DB23 Excel Split Guide

Split multi-day A5 Excel workbooks into single-day files that pass through the 6-step data ingestion pipeline.

Prerequisites

The 6-step pipeline only accepts single-day Excel files. Multi-day files must be split first.
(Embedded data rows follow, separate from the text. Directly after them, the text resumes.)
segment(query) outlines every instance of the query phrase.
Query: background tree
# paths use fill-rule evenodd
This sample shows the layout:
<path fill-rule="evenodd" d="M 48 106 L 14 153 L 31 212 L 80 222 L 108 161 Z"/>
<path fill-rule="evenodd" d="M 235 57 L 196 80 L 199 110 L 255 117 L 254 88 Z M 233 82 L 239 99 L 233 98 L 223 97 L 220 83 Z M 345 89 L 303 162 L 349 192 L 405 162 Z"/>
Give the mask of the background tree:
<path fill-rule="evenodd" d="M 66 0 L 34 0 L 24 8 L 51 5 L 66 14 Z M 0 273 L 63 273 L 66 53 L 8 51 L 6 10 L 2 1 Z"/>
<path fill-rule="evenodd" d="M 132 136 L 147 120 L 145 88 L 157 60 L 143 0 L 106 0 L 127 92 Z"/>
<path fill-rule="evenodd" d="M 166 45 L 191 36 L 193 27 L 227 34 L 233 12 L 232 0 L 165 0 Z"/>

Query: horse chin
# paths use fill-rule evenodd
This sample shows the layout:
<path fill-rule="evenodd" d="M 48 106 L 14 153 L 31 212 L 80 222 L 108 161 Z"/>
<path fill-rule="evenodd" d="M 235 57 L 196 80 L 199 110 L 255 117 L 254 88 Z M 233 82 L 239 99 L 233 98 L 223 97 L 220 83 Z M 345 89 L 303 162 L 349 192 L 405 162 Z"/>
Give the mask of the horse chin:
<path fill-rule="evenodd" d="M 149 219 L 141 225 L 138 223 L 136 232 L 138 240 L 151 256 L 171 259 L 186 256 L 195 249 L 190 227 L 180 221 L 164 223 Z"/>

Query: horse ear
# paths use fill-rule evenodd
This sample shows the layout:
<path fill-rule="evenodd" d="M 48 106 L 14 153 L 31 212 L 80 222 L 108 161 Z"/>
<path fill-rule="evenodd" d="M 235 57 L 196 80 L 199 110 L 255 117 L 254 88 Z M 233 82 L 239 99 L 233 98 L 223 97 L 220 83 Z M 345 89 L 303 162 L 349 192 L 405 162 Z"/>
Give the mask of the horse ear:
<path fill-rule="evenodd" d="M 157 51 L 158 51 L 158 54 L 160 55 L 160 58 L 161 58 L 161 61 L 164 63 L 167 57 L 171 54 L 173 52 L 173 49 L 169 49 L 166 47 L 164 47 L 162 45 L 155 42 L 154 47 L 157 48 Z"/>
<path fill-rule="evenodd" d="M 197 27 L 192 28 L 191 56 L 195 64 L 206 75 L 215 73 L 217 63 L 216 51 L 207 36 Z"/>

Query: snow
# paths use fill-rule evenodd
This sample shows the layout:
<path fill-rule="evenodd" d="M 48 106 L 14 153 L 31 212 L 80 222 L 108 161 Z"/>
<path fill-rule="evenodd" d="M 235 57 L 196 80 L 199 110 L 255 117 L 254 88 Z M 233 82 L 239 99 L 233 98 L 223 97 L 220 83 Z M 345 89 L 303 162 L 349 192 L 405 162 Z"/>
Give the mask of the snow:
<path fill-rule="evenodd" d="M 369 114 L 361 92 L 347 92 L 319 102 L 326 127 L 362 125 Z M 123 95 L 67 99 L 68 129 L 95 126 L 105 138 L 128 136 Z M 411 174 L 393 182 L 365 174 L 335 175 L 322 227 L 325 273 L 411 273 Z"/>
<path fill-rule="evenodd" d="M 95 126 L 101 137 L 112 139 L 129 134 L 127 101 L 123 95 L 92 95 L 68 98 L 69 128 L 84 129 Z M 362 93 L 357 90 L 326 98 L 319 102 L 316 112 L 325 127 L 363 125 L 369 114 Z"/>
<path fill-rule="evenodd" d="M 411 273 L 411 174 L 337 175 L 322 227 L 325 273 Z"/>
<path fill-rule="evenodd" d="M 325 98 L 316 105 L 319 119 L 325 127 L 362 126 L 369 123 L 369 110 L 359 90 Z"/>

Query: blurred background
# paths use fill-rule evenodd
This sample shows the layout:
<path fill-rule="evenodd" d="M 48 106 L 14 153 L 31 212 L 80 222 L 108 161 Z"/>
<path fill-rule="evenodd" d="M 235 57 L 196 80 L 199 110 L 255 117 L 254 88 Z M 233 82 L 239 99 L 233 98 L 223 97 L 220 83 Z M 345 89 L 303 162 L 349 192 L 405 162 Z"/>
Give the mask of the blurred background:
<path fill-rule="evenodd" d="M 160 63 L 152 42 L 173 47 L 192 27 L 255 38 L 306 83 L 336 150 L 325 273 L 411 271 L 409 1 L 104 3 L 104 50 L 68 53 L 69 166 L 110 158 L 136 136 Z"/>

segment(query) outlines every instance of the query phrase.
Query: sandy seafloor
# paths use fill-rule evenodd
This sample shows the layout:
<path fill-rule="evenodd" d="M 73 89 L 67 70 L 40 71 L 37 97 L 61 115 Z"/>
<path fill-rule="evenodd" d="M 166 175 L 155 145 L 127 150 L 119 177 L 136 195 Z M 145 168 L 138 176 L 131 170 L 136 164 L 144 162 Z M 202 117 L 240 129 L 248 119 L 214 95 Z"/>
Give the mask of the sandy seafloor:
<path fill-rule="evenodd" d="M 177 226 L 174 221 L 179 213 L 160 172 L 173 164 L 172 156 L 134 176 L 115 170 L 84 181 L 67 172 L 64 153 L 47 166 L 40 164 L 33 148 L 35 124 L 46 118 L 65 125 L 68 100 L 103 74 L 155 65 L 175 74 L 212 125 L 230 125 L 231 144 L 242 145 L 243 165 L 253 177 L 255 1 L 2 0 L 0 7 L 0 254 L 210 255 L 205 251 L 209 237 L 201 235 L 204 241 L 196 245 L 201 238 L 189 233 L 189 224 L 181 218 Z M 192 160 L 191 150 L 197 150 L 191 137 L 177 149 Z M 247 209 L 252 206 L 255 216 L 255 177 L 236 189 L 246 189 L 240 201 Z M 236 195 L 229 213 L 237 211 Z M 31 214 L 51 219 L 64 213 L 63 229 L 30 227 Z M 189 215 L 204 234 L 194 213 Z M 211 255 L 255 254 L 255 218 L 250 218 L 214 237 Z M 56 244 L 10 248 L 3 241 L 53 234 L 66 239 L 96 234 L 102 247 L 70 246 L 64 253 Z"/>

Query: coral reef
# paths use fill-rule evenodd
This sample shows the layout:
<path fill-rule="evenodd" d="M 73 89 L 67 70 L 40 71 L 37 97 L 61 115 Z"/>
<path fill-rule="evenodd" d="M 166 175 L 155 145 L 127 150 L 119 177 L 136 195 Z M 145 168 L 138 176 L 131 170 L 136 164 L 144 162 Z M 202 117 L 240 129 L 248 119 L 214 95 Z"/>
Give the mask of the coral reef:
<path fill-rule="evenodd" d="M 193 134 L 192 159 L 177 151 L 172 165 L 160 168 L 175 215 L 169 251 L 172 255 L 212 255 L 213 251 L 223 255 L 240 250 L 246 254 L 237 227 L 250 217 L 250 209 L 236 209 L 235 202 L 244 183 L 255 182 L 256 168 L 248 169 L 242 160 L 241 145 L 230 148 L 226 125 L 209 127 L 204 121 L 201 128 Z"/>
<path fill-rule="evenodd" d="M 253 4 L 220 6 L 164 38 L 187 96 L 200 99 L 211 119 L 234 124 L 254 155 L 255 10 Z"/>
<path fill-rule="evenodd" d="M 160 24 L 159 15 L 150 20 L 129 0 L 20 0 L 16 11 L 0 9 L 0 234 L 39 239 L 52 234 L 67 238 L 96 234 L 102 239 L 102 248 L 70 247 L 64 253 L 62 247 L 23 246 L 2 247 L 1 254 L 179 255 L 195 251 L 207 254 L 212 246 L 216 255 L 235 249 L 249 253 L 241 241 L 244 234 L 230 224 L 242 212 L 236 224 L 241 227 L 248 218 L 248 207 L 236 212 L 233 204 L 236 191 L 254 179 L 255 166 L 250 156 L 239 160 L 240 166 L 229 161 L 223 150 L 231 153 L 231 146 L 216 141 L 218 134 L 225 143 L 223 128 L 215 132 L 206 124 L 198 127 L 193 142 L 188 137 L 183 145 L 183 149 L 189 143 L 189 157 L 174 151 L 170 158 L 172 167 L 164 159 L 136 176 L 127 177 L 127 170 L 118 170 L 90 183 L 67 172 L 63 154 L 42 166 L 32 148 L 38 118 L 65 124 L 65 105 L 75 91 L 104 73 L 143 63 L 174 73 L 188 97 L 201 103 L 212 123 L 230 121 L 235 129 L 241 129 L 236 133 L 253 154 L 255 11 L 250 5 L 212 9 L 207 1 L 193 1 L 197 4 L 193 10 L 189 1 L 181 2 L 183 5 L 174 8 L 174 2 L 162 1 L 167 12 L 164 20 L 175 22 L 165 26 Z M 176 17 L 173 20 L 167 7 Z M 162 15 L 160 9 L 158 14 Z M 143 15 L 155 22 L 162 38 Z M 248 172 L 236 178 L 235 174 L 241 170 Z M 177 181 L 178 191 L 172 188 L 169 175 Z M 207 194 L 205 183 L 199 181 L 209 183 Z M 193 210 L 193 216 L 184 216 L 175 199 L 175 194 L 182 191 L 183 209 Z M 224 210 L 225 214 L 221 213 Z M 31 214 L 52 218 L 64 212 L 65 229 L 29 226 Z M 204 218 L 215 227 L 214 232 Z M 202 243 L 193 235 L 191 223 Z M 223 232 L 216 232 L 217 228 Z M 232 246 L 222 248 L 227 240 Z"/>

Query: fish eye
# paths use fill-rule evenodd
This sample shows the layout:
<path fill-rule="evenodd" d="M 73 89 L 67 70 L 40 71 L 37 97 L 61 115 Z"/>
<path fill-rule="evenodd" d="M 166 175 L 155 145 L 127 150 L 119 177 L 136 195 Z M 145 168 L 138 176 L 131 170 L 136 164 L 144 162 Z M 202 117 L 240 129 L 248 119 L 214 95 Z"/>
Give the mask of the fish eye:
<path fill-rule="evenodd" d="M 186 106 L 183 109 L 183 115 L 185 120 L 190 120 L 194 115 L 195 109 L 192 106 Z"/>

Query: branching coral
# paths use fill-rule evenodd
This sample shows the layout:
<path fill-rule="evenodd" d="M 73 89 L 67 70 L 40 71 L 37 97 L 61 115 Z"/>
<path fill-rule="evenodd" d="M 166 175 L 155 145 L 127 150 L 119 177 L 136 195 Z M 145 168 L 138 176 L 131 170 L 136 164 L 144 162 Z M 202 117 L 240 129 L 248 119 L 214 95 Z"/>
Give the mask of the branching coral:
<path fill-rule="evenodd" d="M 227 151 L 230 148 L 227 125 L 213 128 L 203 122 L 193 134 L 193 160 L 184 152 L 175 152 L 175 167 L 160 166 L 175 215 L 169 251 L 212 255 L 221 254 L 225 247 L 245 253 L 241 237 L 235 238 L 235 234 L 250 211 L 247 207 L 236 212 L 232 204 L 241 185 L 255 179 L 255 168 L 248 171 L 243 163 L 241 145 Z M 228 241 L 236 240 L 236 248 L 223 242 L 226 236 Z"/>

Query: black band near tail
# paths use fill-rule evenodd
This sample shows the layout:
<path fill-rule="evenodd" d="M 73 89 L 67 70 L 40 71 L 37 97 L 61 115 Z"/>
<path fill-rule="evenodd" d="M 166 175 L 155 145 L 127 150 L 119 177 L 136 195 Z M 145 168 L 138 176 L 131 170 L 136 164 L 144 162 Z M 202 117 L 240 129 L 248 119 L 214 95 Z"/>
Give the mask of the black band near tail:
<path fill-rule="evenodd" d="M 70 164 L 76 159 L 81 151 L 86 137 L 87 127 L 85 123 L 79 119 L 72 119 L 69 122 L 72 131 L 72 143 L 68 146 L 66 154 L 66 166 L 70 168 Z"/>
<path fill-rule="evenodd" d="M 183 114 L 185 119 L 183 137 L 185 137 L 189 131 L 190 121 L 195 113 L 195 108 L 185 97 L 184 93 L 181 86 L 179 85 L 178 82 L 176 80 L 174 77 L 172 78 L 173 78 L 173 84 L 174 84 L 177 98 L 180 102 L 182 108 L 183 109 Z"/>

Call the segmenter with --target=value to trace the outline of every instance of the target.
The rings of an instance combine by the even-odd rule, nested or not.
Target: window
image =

This skill covers the prerequisite splitting and validation step.

Script Location

code

/Users/sotola/PycharmProjects/db23/ai/db23/split_excel_by_day.py

Quick Start

bash

cd /Users/sotola/PycharmProjects/db23 && \
python ai/db23/split_excel_by_day.py \
  --input "/home/ubuntu/Downloads/multi-day/YOUR_FILE.xlsx" \
  --output-dir "/home/ubuntu/Downloads"

Output: Files named 5 DDMM.xlsx (e.g., 5 2711.xlsx for Nov 27)

Arguments

Argument	Required	Description
`--input`	Yes	Path to multi-day Excel file
`--output-dir`	Yes	Directory for output files
`--template`	No	Template file to preserve column order
`--prefix`	No	Filename prefix (default: `5`)

Required Sheet Structure

Sheet1 (Regular Orders)

Sheet name must be: Sheet1

Required columns:

Column	Type	Description	Validation
`ORDER_DATE`	date	Trading date	Must be valid date, used for splitting
`SECURITYSYMBOL`	string	Stock symbol	Must be known stock (HPG, SSI, STB, etc.)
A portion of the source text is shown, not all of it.